Overview and Basic Description
Jobs on Edison execute on one or more "compute" nodes dedicated to that job. These nodes are distinct from the shared "login" nodes that host interactive sessions and the shared "MOM" nodes that execute commands from a "batch script" that controls how the job runs. Typically, users write the batch script with a text editor and submit it to the system using the "qsub" command. The batch script contains a number of job control directives and also the "aprun" command that actually launches the program on to the compute nodes. It is possible to run small, short parallel jobs interactively as described in the pages in this section.
Pages in this section explain the process in more detail.
Types of Nodes on Edison
Before running your job it is useful to understand the different types of nodes on Edison.
The 5,200 compute nodes are dedicated to running scientific applications. A job is given exclusive access to each node it requests for the entirety of the job's run time. Since Edison has 24 cores on each node, the maximum allocatable number of cores is 124,800. By default the compute nodes run a somewhat restricted Linux operating system for performance reasons. If a system call or dynamic library needed by your code is not available in this environment, there is an option to enable a more expansive Linux enviroment by using cluster compatibility mode. See Cluster Compatibility Mode and Queues and Scheduling Policies for selecting the correct queue.

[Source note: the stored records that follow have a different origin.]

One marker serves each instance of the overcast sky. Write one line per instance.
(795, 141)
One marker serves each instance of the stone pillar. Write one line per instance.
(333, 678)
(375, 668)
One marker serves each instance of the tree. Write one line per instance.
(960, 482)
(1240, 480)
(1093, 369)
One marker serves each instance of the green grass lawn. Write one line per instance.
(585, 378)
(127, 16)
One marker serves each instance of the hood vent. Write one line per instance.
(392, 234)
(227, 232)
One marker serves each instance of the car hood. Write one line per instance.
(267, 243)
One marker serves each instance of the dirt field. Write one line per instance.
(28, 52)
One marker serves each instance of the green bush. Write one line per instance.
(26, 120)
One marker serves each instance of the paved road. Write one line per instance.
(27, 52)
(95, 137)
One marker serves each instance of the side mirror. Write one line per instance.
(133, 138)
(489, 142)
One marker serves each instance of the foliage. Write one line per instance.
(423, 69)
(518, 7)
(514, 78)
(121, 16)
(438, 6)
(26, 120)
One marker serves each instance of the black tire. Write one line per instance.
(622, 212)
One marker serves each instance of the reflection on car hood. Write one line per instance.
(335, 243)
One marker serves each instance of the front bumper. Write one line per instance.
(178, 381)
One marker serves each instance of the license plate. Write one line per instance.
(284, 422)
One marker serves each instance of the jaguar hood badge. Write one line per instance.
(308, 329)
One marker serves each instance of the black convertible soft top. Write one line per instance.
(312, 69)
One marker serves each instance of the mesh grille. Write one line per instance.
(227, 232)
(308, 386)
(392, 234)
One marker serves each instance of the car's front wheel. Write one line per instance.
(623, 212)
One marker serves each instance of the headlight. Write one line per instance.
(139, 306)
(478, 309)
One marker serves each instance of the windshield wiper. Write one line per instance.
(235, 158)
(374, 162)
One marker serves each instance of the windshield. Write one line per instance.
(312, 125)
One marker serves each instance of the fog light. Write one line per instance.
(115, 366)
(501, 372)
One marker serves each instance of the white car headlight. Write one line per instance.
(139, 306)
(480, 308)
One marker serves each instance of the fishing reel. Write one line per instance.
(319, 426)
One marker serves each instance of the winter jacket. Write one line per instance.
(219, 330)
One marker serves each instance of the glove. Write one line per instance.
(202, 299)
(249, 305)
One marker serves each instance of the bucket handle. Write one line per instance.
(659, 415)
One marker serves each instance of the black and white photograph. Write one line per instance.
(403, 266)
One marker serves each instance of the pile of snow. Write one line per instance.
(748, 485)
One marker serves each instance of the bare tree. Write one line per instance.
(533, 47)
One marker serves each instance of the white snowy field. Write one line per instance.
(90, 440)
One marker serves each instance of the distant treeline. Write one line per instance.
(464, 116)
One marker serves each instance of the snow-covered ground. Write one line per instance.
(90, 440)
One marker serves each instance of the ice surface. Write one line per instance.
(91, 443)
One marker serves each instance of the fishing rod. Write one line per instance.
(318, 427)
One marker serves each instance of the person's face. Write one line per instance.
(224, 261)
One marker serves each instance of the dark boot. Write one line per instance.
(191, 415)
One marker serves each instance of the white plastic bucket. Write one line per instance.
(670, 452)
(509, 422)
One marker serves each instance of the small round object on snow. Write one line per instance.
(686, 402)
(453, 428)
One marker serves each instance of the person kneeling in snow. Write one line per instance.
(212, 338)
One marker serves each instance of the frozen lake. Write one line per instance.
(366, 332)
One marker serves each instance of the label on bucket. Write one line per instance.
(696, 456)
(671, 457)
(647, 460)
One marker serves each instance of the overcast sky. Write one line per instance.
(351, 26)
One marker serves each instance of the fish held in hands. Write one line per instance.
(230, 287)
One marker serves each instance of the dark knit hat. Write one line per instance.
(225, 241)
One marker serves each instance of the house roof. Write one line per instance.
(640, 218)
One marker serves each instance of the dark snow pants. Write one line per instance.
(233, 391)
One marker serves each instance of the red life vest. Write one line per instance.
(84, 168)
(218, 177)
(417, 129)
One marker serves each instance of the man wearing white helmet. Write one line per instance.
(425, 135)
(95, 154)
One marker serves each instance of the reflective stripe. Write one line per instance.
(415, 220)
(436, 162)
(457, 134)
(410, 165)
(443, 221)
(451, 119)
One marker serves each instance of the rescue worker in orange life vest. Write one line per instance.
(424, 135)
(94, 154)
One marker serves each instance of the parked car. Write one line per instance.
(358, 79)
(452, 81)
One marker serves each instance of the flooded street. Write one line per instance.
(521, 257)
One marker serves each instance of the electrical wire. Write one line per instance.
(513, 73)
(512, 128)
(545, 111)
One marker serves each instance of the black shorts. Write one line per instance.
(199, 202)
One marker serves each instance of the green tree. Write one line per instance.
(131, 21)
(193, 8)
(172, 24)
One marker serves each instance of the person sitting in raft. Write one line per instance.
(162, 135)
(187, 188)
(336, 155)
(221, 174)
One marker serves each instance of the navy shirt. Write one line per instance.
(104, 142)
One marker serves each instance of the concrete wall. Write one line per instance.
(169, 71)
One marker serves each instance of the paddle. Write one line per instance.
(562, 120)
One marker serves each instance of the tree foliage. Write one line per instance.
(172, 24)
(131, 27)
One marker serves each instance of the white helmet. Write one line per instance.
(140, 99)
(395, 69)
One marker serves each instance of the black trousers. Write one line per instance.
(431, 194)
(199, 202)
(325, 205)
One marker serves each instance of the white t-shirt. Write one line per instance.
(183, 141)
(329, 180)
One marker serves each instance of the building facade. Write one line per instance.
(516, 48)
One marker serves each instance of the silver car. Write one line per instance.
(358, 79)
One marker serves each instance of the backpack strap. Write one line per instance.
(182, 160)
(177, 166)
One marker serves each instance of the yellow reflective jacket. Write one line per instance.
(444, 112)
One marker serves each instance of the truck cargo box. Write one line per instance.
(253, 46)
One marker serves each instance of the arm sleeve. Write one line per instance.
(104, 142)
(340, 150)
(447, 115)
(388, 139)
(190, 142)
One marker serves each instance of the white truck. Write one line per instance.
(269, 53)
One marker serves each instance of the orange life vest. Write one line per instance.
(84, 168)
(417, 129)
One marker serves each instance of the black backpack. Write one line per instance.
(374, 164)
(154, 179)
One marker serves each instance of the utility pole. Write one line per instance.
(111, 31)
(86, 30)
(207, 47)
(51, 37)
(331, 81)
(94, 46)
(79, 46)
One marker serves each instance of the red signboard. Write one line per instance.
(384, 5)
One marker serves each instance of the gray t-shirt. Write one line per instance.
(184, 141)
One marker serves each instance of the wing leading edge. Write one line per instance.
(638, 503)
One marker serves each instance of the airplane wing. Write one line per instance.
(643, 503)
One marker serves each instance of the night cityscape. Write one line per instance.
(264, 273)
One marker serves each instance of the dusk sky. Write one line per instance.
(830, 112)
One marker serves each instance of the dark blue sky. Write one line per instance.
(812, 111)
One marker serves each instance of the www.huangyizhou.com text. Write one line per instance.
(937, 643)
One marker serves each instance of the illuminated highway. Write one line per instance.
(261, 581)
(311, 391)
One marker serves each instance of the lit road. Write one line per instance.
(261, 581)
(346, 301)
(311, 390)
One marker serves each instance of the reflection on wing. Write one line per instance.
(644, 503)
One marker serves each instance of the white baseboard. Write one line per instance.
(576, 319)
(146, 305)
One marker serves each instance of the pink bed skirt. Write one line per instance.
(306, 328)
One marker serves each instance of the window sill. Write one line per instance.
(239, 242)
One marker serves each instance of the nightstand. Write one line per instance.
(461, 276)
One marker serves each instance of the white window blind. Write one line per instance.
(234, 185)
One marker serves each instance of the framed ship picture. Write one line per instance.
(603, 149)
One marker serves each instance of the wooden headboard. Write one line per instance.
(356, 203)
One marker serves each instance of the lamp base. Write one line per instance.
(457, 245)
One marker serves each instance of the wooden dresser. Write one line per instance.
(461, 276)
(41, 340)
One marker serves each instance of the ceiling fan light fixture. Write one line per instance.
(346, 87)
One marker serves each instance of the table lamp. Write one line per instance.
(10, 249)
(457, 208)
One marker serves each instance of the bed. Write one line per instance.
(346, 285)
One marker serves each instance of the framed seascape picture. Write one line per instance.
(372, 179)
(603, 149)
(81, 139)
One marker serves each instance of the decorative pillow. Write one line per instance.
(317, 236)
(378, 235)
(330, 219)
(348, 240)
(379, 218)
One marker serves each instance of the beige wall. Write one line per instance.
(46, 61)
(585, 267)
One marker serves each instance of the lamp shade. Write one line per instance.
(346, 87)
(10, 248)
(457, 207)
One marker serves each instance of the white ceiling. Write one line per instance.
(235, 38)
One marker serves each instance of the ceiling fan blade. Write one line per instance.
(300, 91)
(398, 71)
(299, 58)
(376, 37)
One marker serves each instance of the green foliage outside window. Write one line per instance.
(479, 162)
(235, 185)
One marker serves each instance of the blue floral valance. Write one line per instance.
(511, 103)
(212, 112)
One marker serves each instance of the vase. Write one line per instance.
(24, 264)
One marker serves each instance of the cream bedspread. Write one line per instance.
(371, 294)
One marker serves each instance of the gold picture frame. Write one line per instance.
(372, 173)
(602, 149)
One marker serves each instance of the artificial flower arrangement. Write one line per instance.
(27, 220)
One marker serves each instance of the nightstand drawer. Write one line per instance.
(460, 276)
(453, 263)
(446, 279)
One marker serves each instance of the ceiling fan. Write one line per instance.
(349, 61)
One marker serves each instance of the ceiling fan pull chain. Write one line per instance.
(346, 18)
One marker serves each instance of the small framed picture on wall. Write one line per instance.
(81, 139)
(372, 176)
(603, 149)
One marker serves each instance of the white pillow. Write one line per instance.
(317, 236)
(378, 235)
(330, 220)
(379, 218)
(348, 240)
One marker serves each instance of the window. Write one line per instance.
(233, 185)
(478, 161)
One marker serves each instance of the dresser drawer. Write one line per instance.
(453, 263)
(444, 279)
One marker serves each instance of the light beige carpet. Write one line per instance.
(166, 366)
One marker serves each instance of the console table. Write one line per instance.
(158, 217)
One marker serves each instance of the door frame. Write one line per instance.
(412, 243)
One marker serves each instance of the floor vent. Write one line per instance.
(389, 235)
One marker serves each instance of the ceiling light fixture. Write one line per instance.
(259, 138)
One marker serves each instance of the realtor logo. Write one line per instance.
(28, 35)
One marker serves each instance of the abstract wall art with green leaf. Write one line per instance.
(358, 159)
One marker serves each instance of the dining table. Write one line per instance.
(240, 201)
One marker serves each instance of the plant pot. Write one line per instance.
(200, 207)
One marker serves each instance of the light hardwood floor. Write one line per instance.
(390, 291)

Edison's login nodes run a full Linux operating system and provide support services for the system. When you connect to Edison with SSH, you land on a login node. These nodes are shared by many users; please do not run applications on the login nodes.
Job Host (MOM) Nodes
MOM nodes are servers that execute batch job commands. These nodes are shared by many users and thus are not intended for compute- or memory-intensive applications.
File Systems to Use for Running Jobs
There are multiple file systems available on Edison. In general, it it not recommended to run from home file system, since it is not tuned for parallel applications, especially applications with large I/O. Users should choose Lustre file systems ($SCRATCH, or /scratch3) or Global Parallel File Systems ($GSCRATCH, /project, /projectb) for production runs.
Only the login nodes are available for direct interactive access. You can not SSH directly to compute nodes or MOM nodes.